İstiklal Harbinin kutsal dirilişinde şekillenerek Türk Milletinin en büyük eseri ve şeref abidesi olan Türkiye Cumhuriyeti’nin kuruluşunun 96. Yıldönümü, tüm yurtta olduğu gibi Muş’ta da büyük bir heyecan ve coşkuyla kutlandı.

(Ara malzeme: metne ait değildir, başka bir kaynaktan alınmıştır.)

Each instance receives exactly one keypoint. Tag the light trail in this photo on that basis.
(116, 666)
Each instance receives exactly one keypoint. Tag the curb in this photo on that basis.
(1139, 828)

Saygı duruşu ve İstiklal Marşı’nın okunmasının ardından bir konuşma yapan Vali Gündüzöz, “ Bugün çevremizde, coğrafyamızda pek çok sıkıntılar var. Emperyal güçler buraları darmaduman etmiş durumda ve Osmanlının, ecdadın barış getirdiği ve barışla yönelttiği bu coğrafyalarda menfaat uğruna insanlar can veriyor, vatanından oluyor. Tabi terör örgütlerini de destekleyen çeşitli güçler var. Kendi amaçları doğrultusunda terör örgütlerine belirli amaca yönelik olarak kullanıyorlar. Ama çok şükür ki bugün dünyada Türkiye Cumhuriyeti gibi geçmişi son derece önemli bir miras olarak kullanan ve işte bu mazlum milletlerin hafızasında yer alan bir büyük devlet var ve onun aziz milleti var” sözlerini ifade etti.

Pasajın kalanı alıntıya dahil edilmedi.